Discorso a parte infine meritano i canali, poiché a Tolosa, oltre al suddetto grande fiume, ve ne sono ben tre. Il Canal du Midi, che parte proprio da Tolosa e arriva fino al Mediterraneo, è un gioiello (patrimonio UNESCO) con piste ciclabili e parchi dove poter fare lunghe passeggiate e corse in bici in un susseguirsi di porticcioli e chiuse; il Canal de la Garonne, che è l'alter ego del primo ma verso l'Atlantico; e il Canal de Brienne, che dal fiume nei pressi di St Pierre, mediante un antica chiusa (su questo canale si possono fare anche delle gite organizzate in battello che partono dalla Daurade e attraversano la chiusa), arriva fino al bacino di raccolta dove incontra gli altri due.
Da segnalare che su tutti i canali vi sono dei barconi che ospitano negozi, ristoranti e locali notturni.

interno di st. sernin
place st. george
vicoli vicino place st. george











Per quello che riguarda il cibo, io spesso mangiavo alla mensa universitaria (la sala 4 della mensa dell'università situata a Rangueil era ad accesso libero e vi si poteva mangiare una buona bistecca con contorno con poco più di 3 EURO, probabilmente è ancora così); ma a parte ciò in città si può godere di un'ottima cucina regionale, trainata soprattutto dal canard, ovvero l'anatra, cucinata in vari tipi (per chi volesse provarla consiglio il ristorante Au Gascon in Rue des Jacobins vicino alla Place du Capitole, è ottimo ed economico); imperdibile è la cassoulet, piatto tipico a base di carne (non solo di anatra) e fagioli, molto pesante ma gustosissima. La città comunque brulica di ristoranti di ogni tipo dalla cucina più disparata, è non è difficile trovarne dai prezzi abbastanza contenuti; è pieno anche di take-away che fanno kebab e affini (la presenza araba e nordafricana si fa sentire), in particolare sono famosi quelli di Rue des Pargaminières.
la daurade
las jacobins
Particolare menzione va inoltre al gran numero di sale da tè di ogni tipo: da quella in stile inglese con una grande varietà di torte fatte in casa (nei vicoli dietro all'hotel d'Assezat), a quella tipicamente nordafricana dai pavimenti coperti di tappeti e pieni di cuscini su cui sedersi fumando il narghilé (e dove bisogna anche togliersi le scarpe, accanto alla chiesa dei Jacobins).
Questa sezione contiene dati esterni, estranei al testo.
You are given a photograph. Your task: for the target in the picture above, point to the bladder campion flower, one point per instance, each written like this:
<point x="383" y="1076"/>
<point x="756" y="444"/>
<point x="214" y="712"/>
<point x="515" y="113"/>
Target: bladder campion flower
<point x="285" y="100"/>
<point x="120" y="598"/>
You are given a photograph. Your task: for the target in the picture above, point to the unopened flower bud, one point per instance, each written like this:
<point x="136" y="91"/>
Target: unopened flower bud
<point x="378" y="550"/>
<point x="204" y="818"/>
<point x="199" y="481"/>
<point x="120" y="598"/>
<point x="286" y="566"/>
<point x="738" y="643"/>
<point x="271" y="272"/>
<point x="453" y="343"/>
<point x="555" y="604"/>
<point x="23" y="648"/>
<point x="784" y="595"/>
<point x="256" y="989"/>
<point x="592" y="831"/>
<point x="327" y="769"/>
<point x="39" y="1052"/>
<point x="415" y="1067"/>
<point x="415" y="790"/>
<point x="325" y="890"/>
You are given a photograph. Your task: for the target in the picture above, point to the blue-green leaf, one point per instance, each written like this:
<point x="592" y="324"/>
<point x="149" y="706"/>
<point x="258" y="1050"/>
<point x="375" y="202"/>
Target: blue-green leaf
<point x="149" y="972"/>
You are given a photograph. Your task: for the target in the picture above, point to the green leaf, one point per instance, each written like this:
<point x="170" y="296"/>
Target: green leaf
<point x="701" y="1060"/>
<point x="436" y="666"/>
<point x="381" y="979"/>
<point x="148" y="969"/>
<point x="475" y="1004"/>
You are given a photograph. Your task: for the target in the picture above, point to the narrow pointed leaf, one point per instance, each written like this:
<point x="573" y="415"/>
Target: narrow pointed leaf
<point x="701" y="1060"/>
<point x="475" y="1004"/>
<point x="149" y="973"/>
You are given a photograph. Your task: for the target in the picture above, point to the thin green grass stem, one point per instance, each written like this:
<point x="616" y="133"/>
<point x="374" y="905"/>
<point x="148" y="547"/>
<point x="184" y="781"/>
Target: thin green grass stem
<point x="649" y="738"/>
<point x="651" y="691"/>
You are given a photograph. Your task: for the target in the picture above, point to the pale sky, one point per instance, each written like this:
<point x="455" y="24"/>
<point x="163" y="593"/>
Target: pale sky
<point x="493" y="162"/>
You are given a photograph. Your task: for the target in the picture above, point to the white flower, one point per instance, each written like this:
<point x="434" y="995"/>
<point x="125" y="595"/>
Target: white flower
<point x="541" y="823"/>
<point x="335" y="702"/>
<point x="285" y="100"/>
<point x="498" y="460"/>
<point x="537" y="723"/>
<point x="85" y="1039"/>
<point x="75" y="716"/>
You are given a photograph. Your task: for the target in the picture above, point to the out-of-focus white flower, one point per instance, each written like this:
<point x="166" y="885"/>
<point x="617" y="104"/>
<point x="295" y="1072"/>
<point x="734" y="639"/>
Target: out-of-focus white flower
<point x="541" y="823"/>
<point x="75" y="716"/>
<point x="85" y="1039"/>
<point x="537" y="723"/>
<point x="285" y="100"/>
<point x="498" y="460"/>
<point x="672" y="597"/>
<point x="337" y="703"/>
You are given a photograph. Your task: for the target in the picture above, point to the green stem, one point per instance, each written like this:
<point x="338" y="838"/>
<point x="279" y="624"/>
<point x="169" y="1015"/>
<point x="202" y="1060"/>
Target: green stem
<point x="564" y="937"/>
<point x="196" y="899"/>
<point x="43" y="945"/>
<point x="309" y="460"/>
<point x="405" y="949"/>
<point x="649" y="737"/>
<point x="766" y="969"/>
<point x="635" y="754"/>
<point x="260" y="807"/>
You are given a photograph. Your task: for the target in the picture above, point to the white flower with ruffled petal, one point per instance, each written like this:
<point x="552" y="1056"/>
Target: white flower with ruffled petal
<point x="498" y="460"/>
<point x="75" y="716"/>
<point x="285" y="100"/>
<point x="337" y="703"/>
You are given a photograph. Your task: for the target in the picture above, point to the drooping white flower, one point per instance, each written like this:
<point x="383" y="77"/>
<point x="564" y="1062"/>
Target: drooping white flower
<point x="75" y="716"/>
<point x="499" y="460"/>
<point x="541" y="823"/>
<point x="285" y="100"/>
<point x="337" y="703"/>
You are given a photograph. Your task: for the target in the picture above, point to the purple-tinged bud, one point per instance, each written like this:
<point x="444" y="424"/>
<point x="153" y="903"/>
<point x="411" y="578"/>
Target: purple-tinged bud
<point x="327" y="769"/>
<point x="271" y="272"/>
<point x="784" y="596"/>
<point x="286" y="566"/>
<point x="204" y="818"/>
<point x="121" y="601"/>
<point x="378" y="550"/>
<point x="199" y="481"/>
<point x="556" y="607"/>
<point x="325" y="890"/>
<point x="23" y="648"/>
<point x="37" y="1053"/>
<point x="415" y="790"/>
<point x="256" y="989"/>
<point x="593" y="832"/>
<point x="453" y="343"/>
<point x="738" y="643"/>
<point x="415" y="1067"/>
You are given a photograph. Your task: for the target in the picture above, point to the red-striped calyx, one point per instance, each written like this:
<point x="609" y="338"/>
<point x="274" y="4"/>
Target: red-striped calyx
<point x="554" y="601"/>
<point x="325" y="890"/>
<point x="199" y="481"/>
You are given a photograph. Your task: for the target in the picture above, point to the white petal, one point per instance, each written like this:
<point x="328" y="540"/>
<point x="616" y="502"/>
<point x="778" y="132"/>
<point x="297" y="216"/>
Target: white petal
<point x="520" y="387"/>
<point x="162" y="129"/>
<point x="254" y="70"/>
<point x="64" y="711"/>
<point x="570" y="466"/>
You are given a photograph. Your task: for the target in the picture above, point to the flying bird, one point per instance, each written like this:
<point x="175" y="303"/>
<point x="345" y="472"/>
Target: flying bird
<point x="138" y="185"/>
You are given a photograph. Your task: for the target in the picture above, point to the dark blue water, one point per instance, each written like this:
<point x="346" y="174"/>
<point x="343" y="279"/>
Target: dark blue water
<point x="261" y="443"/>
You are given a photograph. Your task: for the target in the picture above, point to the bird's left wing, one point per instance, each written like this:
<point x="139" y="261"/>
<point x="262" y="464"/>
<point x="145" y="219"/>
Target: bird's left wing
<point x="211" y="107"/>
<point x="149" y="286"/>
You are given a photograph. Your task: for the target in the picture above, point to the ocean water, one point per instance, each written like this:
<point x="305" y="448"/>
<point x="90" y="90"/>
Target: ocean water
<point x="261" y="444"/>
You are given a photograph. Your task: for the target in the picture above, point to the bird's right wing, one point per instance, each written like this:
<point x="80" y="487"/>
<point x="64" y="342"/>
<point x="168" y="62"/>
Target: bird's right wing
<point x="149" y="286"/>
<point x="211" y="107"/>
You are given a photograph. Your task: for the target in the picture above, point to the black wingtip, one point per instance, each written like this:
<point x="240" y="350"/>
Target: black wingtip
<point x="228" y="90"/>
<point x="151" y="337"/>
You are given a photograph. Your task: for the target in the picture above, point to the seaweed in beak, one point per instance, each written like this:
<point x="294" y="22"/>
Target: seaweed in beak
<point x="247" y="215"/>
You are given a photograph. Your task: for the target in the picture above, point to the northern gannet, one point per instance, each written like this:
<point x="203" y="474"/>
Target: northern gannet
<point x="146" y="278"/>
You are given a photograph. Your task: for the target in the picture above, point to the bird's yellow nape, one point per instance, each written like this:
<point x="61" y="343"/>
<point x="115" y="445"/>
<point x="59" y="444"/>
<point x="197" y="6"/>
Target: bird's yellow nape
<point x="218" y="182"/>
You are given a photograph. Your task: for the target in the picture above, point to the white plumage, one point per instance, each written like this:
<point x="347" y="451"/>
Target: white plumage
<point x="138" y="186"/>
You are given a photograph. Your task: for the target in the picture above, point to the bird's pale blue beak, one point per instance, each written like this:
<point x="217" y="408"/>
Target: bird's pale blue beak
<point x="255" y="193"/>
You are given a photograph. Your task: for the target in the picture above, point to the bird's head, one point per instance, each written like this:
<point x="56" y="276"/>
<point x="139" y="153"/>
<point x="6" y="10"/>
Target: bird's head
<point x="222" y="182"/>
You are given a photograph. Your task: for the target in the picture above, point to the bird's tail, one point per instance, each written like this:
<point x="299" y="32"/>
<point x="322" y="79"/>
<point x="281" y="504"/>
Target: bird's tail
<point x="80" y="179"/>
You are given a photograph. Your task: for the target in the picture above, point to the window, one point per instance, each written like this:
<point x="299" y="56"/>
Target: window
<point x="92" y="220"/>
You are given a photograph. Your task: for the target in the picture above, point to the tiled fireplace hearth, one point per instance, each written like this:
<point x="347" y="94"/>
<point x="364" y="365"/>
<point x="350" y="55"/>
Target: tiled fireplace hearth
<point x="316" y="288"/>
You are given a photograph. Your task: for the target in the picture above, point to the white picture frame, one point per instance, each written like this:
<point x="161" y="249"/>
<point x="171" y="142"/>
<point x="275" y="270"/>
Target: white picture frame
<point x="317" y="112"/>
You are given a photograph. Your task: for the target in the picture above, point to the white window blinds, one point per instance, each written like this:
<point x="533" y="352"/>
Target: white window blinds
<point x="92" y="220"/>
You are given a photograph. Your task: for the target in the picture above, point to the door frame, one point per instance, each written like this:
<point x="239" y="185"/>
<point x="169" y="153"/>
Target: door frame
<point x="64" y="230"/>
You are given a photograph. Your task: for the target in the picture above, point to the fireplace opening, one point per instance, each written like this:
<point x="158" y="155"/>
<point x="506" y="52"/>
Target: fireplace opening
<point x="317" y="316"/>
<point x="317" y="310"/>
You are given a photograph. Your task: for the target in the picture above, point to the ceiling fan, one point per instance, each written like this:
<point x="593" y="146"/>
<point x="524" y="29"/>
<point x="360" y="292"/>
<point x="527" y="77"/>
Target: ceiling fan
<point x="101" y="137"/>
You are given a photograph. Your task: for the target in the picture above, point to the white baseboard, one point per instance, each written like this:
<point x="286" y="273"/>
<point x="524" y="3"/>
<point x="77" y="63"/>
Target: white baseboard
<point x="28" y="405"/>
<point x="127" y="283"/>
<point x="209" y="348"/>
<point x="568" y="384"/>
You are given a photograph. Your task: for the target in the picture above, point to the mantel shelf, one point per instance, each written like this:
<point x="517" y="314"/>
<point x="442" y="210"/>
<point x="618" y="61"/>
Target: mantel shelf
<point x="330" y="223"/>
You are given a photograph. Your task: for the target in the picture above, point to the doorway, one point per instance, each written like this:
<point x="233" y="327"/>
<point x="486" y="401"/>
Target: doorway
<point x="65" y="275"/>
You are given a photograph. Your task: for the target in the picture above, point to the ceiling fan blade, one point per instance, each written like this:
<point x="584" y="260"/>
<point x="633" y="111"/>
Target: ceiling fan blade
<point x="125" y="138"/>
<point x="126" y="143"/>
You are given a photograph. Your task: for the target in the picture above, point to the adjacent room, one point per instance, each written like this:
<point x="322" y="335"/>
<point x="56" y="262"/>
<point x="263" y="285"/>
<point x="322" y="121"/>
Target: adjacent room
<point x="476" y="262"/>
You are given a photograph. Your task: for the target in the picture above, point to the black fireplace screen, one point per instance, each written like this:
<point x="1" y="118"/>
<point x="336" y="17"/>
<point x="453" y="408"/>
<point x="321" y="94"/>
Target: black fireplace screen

Menzione anche per i graziosi locali e sale da tè sulla Rue de Taur, tra cui le Sherpa.
Concludendo, Toulouse è veramente un gioiello e merita un viaggio anche di svariati giorni, considerata anche la ricchezza storica di molte delle cittadine vicine (Albi e Carcassonne su tutte) e naturalistica della regione di cui è capoluogo (i Pirenei centrali e le vallate dei vari affluenti della Garonna).

l'esquirol
st. sernin
st. etienne


4 commenti:

  1. grazie mille per l'articolo! molto interessante!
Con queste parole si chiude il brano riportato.